Perekonomian dan Kehadiran Utang Luar Negeri

Dalam mempersoalkan utang luar negeri, tentunya kita tidak hanya membahas sisi negatif dari utang luar negeri namun juga sisi positif dari utang luar negeri. Sering kali ketika membahas isu seperti ini kita melupakan kenyataan bahwa beberapa aspek dari utang dapat membantu perekonomian. Namun tidak dapat dipungkiri juga bahwa utang luar negeri dapat berdampak buruk terhadap perekonomian bila tidak sesuai proporsi.

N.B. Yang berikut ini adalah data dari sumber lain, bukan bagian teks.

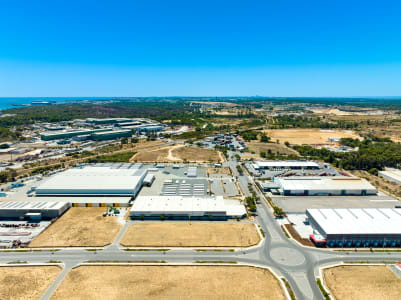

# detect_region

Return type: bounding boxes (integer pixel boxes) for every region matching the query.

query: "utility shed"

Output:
[306,208,401,247]
[35,164,146,197]
[130,196,246,220]
[274,176,377,196]
[0,201,71,220]
[379,168,401,184]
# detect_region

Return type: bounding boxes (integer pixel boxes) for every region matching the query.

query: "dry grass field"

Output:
[0,266,61,300]
[324,266,401,300]
[207,167,231,175]
[121,222,260,247]
[29,207,122,247]
[264,129,359,145]
[51,265,285,300]
[247,141,298,155]
[130,145,223,162]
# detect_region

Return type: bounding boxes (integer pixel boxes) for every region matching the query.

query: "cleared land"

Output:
[246,141,298,155]
[264,129,360,145]
[323,266,401,300]
[51,265,285,300]
[131,145,223,162]
[121,222,260,247]
[207,167,231,175]
[29,207,122,247]
[0,266,61,300]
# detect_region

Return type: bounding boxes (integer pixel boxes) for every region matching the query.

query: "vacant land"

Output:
[350,171,401,200]
[324,266,401,300]
[121,222,260,247]
[51,265,285,300]
[131,145,223,162]
[207,167,231,175]
[247,141,298,155]
[264,129,359,145]
[0,266,61,300]
[29,207,122,247]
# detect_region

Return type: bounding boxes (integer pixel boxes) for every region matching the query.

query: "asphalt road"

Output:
[0,149,401,300]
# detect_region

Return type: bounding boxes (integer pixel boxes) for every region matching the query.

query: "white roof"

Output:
[0,201,66,210]
[379,169,401,181]
[131,196,246,216]
[36,166,146,194]
[307,208,401,234]
[274,176,376,191]
[255,160,319,168]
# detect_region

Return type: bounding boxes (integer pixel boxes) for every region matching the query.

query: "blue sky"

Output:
[0,0,401,97]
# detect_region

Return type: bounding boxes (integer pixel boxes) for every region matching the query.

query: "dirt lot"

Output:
[246,141,298,155]
[207,167,231,175]
[350,171,401,200]
[29,207,122,247]
[264,129,359,145]
[121,222,260,247]
[0,266,61,300]
[51,266,285,300]
[131,145,223,162]
[324,266,401,300]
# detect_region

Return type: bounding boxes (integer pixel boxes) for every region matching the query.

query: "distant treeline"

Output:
[293,137,401,173]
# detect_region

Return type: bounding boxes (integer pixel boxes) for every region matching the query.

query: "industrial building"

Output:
[35,164,147,197]
[130,196,246,220]
[91,129,132,141]
[252,160,320,170]
[306,208,401,247]
[40,128,110,141]
[0,201,70,220]
[85,118,132,125]
[273,176,377,196]
[379,168,401,184]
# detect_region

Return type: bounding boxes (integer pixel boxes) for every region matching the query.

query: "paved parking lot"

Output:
[272,193,401,213]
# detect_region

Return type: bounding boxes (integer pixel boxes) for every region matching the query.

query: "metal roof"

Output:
[274,176,376,191]
[0,201,66,210]
[255,160,319,168]
[306,208,401,234]
[36,166,146,194]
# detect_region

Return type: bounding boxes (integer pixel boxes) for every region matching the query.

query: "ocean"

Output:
[0,97,111,110]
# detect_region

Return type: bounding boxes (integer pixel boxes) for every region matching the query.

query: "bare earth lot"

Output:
[121,222,260,247]
[29,207,122,247]
[51,266,285,300]
[0,266,61,300]
[247,141,298,155]
[324,266,401,300]
[131,145,223,162]
[264,129,359,145]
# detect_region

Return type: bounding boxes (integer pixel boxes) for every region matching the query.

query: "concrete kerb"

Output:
[0,262,65,269]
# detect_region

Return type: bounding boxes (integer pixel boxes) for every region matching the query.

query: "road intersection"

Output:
[0,152,401,300]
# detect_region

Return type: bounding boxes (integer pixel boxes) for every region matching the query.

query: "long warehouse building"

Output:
[130,196,246,220]
[0,201,71,220]
[274,176,377,196]
[34,164,147,197]
[252,160,320,170]
[306,208,401,247]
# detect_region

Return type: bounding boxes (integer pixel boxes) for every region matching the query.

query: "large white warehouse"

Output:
[379,168,401,184]
[274,176,377,196]
[0,201,70,219]
[130,196,246,220]
[306,208,401,247]
[252,160,319,170]
[35,164,146,197]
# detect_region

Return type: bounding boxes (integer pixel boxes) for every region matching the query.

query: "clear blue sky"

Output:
[0,0,401,97]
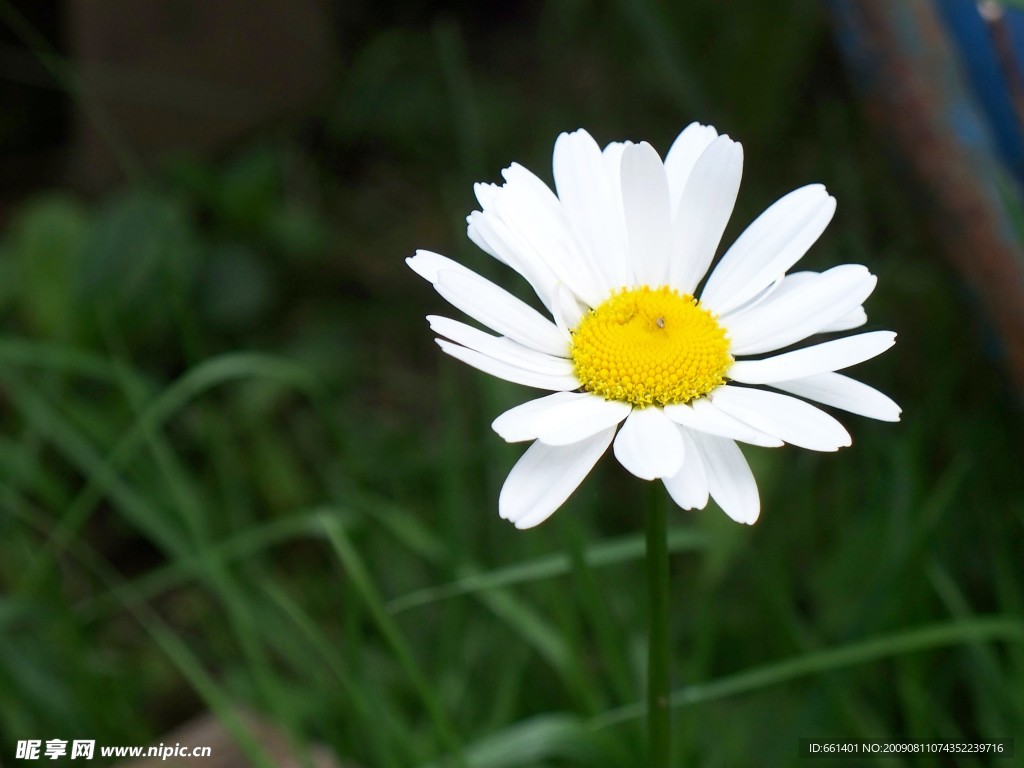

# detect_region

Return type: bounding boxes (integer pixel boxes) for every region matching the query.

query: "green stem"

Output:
[646,482,672,768]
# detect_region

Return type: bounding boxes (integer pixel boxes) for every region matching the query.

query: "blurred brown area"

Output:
[65,0,338,189]
[831,0,1024,403]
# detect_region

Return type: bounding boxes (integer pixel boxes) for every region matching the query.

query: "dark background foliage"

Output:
[0,0,1024,766]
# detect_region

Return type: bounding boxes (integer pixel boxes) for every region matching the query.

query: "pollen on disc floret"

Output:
[571,286,732,408]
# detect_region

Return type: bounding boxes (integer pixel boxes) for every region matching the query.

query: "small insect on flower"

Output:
[408,123,900,528]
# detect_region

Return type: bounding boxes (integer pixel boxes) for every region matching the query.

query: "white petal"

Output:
[665,123,718,211]
[498,427,615,528]
[818,306,867,334]
[700,184,836,314]
[720,264,878,355]
[552,130,632,291]
[664,427,708,509]
[726,331,896,384]
[772,374,902,421]
[490,392,632,445]
[669,136,743,295]
[711,385,851,451]
[551,283,586,331]
[622,141,672,287]
[406,250,476,285]
[436,339,580,392]
[690,432,761,525]
[614,407,685,480]
[665,397,782,447]
[427,314,573,376]
[466,211,559,309]
[434,269,571,357]
[493,163,608,306]
[601,141,633,204]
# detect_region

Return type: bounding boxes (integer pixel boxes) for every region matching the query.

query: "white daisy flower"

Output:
[408,123,900,528]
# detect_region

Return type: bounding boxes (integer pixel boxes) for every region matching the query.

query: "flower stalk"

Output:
[646,482,672,768]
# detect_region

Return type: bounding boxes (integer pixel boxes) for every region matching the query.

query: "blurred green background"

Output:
[0,0,1024,768]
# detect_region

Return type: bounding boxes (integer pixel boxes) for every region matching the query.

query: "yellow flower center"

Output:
[571,286,732,408]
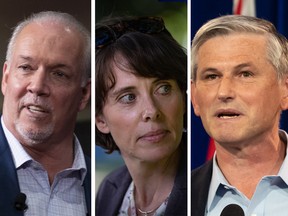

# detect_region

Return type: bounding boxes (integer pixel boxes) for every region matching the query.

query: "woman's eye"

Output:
[157,84,172,95]
[119,94,136,104]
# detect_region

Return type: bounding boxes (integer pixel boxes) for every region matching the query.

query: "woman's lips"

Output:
[138,130,168,143]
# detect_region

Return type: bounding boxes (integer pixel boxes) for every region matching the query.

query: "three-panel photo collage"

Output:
[0,0,288,216]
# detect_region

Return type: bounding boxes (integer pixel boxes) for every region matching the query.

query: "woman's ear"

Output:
[95,115,110,134]
[281,76,288,110]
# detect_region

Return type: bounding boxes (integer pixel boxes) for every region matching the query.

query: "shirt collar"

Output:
[1,116,87,183]
[207,130,288,212]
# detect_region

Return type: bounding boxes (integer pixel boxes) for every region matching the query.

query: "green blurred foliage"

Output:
[96,0,187,47]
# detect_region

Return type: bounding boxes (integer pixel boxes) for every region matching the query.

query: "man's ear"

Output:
[281,76,288,110]
[1,62,9,95]
[79,80,91,111]
[95,115,110,134]
[191,80,200,116]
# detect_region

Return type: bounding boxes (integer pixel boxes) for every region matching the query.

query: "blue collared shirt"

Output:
[1,118,87,216]
[205,130,288,216]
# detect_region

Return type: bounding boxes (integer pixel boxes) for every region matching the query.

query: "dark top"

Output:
[96,152,187,216]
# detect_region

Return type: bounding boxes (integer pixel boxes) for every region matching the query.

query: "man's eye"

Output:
[119,94,136,104]
[205,74,218,80]
[240,71,252,77]
[53,71,65,77]
[18,65,32,71]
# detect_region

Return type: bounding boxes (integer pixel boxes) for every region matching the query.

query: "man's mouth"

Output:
[217,112,240,119]
[27,105,47,113]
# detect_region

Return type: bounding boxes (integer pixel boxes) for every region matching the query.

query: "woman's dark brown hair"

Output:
[95,17,187,153]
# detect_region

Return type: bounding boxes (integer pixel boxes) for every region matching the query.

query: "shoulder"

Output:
[98,166,132,196]
[96,166,132,215]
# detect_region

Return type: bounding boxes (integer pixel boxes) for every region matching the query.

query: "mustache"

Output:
[20,96,53,113]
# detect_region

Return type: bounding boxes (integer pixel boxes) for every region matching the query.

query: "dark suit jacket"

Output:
[96,153,187,216]
[0,123,91,216]
[191,160,212,216]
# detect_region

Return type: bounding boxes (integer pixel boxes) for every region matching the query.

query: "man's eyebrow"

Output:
[234,62,253,70]
[19,55,33,61]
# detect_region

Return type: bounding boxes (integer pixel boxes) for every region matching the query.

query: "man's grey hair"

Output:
[6,11,91,84]
[191,15,288,81]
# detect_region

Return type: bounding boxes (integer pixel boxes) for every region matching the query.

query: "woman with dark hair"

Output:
[96,17,187,216]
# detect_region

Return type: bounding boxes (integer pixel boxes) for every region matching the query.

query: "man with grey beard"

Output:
[0,11,91,216]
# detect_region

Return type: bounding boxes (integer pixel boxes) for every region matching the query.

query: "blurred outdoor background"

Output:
[0,0,91,155]
[96,0,187,192]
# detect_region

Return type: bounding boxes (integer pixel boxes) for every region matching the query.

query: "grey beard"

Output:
[15,121,54,145]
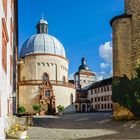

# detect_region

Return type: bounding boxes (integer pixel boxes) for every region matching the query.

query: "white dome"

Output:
[20,33,66,57]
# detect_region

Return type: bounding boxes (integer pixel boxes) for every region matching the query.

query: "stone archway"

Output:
[40,80,56,115]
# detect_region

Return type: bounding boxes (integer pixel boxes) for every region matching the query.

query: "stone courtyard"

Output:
[28,112,140,140]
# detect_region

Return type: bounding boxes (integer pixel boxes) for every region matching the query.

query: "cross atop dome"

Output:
[36,16,48,34]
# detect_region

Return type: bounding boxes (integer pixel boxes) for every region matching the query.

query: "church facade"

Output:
[18,19,75,114]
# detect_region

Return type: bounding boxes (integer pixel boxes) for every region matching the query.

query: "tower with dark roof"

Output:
[74,57,96,89]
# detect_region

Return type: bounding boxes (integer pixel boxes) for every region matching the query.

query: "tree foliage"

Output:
[112,65,140,116]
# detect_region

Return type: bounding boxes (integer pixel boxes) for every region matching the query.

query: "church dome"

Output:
[20,19,66,57]
[79,58,89,71]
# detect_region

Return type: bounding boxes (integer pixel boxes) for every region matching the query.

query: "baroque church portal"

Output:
[18,19,75,114]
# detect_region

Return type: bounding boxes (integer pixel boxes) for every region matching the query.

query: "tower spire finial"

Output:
[41,13,44,19]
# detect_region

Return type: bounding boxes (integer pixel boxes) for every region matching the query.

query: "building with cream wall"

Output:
[87,78,113,111]
[110,0,140,79]
[18,19,75,114]
[0,0,18,139]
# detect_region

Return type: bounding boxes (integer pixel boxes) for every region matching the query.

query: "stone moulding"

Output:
[110,13,132,26]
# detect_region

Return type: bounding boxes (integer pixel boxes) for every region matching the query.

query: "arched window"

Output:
[43,73,49,81]
[70,93,73,104]
[62,76,66,84]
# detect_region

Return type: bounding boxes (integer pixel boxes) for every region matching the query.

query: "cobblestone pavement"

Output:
[28,112,140,140]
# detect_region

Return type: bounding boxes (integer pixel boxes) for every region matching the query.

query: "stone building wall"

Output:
[125,0,140,14]
[111,0,140,78]
[112,17,132,77]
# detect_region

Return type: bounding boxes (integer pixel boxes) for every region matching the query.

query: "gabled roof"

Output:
[87,77,112,90]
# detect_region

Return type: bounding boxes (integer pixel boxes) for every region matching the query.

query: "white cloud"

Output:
[96,71,112,81]
[99,42,112,64]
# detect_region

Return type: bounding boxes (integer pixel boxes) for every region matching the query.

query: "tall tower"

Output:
[111,0,140,78]
[74,58,96,89]
[125,0,140,14]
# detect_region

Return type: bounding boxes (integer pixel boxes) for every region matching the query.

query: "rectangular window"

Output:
[95,97,97,102]
[2,18,9,72]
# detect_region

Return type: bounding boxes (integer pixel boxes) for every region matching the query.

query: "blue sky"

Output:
[19,0,124,80]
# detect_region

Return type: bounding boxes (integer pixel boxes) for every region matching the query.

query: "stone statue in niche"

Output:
[40,80,55,115]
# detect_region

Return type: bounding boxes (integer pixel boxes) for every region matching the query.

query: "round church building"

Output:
[17,19,75,114]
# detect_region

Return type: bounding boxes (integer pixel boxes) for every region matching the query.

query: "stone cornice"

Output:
[110,13,132,26]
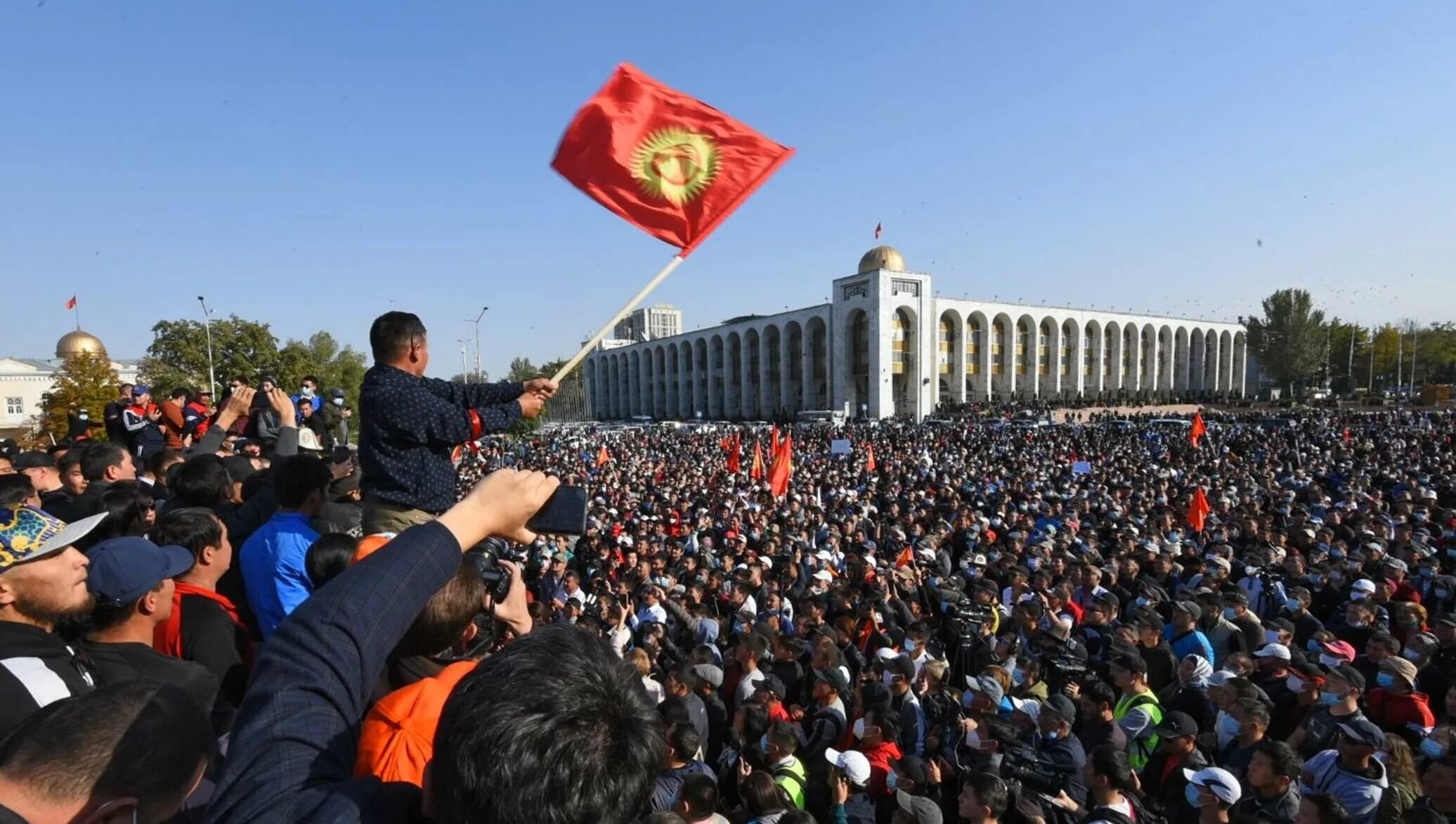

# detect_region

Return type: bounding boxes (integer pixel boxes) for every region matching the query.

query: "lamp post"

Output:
[464,306,490,383]
[197,295,217,404]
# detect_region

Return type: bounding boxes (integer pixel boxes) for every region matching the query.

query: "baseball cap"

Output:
[1184,767,1240,804]
[824,747,869,786]
[891,786,945,824]
[1338,715,1384,747]
[693,664,724,690]
[0,507,106,574]
[1254,643,1289,661]
[11,451,56,472]
[86,536,194,605]
[1153,712,1198,738]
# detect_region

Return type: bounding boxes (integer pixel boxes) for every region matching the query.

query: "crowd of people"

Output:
[0,313,1456,824]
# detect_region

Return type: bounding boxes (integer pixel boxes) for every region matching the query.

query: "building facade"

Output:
[584,246,1248,419]
[611,303,683,344]
[0,329,138,437]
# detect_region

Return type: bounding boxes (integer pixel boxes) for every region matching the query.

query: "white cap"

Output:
[824,747,869,786]
[1184,767,1242,805]
[1254,643,1289,661]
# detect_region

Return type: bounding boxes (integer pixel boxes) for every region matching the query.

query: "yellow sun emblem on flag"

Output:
[632,127,717,207]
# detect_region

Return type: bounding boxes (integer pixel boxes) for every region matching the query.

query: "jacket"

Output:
[1299,749,1389,824]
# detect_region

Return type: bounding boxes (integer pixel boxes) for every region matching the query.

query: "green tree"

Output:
[38,352,121,442]
[141,314,278,392]
[1249,288,1325,396]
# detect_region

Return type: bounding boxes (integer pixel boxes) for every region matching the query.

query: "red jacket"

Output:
[1366,687,1436,729]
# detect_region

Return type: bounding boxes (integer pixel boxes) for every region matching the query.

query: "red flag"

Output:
[1188,487,1213,533]
[769,432,793,498]
[550,63,793,256]
[1188,412,1209,448]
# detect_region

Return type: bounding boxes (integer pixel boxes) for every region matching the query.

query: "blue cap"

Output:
[86,536,194,605]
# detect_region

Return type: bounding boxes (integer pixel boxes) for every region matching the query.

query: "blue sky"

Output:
[0,0,1456,374]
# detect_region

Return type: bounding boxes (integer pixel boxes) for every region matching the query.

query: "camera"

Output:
[464,537,517,604]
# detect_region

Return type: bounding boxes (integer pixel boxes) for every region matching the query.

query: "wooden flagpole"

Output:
[552,252,683,383]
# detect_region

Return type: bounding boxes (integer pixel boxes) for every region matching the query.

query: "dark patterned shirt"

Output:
[360,366,523,513]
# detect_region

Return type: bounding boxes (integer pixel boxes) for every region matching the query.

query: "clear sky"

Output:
[0,0,1456,375]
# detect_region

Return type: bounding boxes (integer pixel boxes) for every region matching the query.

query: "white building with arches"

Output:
[583,246,1248,419]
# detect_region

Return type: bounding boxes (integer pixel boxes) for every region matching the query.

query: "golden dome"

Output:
[56,329,106,359]
[859,246,906,273]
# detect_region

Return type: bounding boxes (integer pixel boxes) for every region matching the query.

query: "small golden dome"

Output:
[859,246,906,273]
[56,329,106,359]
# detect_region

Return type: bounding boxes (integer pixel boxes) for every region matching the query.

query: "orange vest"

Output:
[353,661,476,786]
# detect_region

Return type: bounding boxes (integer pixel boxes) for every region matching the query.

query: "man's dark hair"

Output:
[431,624,664,824]
[677,773,717,821]
[1254,738,1305,780]
[396,562,485,655]
[82,441,126,480]
[667,723,703,761]
[0,472,35,507]
[151,507,223,558]
[272,454,333,510]
[1299,792,1350,824]
[171,454,233,508]
[966,771,1010,818]
[0,680,213,821]
[368,311,425,363]
[303,533,359,593]
[1081,681,1117,706]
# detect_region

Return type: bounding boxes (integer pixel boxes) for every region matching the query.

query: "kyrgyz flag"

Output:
[1188,487,1213,533]
[1188,412,1209,449]
[550,63,793,256]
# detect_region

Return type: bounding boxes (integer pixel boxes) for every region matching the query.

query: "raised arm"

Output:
[208,470,558,824]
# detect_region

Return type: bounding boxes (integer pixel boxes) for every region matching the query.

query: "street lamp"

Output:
[197,295,217,404]
[464,306,490,383]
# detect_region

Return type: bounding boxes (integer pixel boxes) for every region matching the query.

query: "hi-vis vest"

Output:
[1112,690,1164,770]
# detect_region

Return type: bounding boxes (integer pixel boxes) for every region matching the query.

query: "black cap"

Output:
[11,451,56,472]
[1153,712,1198,738]
[890,756,930,786]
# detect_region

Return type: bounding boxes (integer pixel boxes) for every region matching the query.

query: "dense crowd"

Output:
[0,316,1456,824]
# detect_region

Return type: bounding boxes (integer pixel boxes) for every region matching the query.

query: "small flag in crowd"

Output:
[552,63,793,258]
[1188,487,1213,533]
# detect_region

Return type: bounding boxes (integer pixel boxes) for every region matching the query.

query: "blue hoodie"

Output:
[1299,749,1389,824]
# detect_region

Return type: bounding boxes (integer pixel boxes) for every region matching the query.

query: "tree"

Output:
[141,314,278,392]
[39,352,121,441]
[1249,288,1325,396]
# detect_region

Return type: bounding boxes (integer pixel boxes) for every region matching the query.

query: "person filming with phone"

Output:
[360,311,557,534]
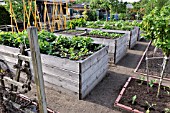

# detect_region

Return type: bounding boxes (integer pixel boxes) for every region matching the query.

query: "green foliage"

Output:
[139,76,145,85]
[0,30,102,60]
[149,80,156,88]
[4,0,34,22]
[89,30,123,38]
[67,18,86,29]
[141,6,170,56]
[132,95,137,104]
[87,10,97,21]
[164,108,170,113]
[0,5,10,25]
[119,13,126,20]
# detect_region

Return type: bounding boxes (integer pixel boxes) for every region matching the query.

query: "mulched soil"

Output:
[119,79,170,113]
[83,34,119,39]
[58,30,84,35]
[137,45,170,79]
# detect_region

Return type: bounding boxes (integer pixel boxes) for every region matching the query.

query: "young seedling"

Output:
[145,101,156,113]
[166,91,170,96]
[164,108,170,113]
[149,80,156,88]
[139,76,145,85]
[132,95,137,104]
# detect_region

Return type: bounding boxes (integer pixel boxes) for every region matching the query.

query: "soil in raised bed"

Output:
[82,34,123,39]
[58,30,85,35]
[137,45,170,79]
[119,79,170,113]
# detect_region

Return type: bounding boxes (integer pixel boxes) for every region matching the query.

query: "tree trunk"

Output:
[106,10,108,21]
[146,52,149,93]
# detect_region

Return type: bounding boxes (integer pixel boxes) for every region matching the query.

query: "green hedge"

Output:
[0,5,10,25]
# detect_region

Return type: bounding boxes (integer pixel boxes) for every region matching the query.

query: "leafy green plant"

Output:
[141,5,170,97]
[67,18,86,29]
[139,76,145,85]
[149,80,156,88]
[0,30,102,60]
[89,30,123,38]
[164,108,170,113]
[145,101,156,113]
[0,5,10,25]
[132,95,137,104]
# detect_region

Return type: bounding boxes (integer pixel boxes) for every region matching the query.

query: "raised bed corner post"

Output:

Ibarat dokter yang mengobati pasien, pemerintah bila menggunakan utang dengan takaran yang sesuai dapat memberikan kemanfaatan yang bisa membuat perekonomian bugar. Sebaliknya bila takarannya berlebih alhasil perekonomian dapat “overdosis” terhadap utang tersebut.

Sebagai negara berkembang tidak dipungkiri bahwa rendahnya kemampuan penyerapan pajak sebagai akibat kemampuan pertumbuhan GDP yang belum signifikan. Ditambah lagi dengan kesadaran akan pajak yang masih rendah juga kondisi struktur social ekonomi yang cenderung belum memumpuni tentunya berpengaruh atas penerimaan pajak kepada Negara (tax rate). Penerimaan dalam negeri yang rendah tersebut akan membuat dana untuk membiayai proyek dan program pemerintah tersendat sehingga utang baik itu luar negeri maupun dalam negeri diperlukan.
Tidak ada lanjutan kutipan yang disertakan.